By Laura Matthews
NEW YORK (Reuters) – Exchange operator Nasdaq on Thursday edged out the New York Stock Exchange on the measure of capital raised by traditional initial public offerings so far this year following the debut of chip designer Arm, according to Dealogic data.
So far this year, 68 traditional U.S. IPOs on Nasdaq have raised $8.6 billion, surpassing $6.4 billion for NYSE, the data released on Thursday showed.
Shares of SoftBank’s Arm Holdings opened 18% above the offer price in their Nasdaq debut on Thursday, valuing the British chip designer at nearly $60 billion in its return to the public markets after seven years.

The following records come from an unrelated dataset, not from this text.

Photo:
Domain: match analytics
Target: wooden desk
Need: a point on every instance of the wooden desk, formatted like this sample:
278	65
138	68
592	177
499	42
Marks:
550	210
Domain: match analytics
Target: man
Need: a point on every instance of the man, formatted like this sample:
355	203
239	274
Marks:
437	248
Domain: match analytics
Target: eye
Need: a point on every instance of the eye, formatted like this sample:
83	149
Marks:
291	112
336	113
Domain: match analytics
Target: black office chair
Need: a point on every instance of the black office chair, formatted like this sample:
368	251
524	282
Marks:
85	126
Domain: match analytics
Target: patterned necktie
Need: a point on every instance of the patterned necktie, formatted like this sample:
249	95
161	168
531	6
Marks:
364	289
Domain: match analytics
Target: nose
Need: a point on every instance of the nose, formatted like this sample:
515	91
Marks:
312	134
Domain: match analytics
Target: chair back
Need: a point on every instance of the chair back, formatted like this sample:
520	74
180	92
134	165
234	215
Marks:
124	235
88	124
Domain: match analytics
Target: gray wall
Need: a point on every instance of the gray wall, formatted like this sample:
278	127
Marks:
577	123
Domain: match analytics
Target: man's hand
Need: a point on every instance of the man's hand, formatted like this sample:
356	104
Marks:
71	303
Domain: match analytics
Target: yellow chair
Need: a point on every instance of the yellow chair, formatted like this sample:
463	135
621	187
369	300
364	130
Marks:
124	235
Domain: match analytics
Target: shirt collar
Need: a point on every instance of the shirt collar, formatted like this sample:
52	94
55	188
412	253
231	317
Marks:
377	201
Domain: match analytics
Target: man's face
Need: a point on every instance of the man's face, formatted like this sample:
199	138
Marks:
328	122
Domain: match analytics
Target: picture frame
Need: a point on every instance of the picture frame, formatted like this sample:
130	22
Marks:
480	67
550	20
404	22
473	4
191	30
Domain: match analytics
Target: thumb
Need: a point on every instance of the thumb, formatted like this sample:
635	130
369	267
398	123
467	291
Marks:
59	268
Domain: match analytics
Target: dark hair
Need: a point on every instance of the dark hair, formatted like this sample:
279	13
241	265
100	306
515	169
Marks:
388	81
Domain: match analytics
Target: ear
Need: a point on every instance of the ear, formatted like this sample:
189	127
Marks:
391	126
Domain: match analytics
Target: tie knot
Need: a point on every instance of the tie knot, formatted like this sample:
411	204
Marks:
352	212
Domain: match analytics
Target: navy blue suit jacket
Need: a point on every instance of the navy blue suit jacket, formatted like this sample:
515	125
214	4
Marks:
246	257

NYSE has declined to comment. Nasdaq did not respond to a request for comment before publication.
A successful showing by Arm, analysts have said, could also help other companies follow its coattails.
“If after IPO, you see the soft pop … then it could induce more companies to go public in the second half. So, it has significance to the market,” said Owen Lau, senior analyst at Oppenheimer & Co.
About 150 companies are waiting to go public on the Nasdaq, a 40% increase from same time last year, a source familiar with the matter said.
This year, Nasdaq has won 87% of U.S. IPOs listings, and has led its rival for 38 consecutive quarters according to its own data. Because the two exchanges have different listings standards, some of Nasdaq’s IPOs may not qualify to list on NYSE.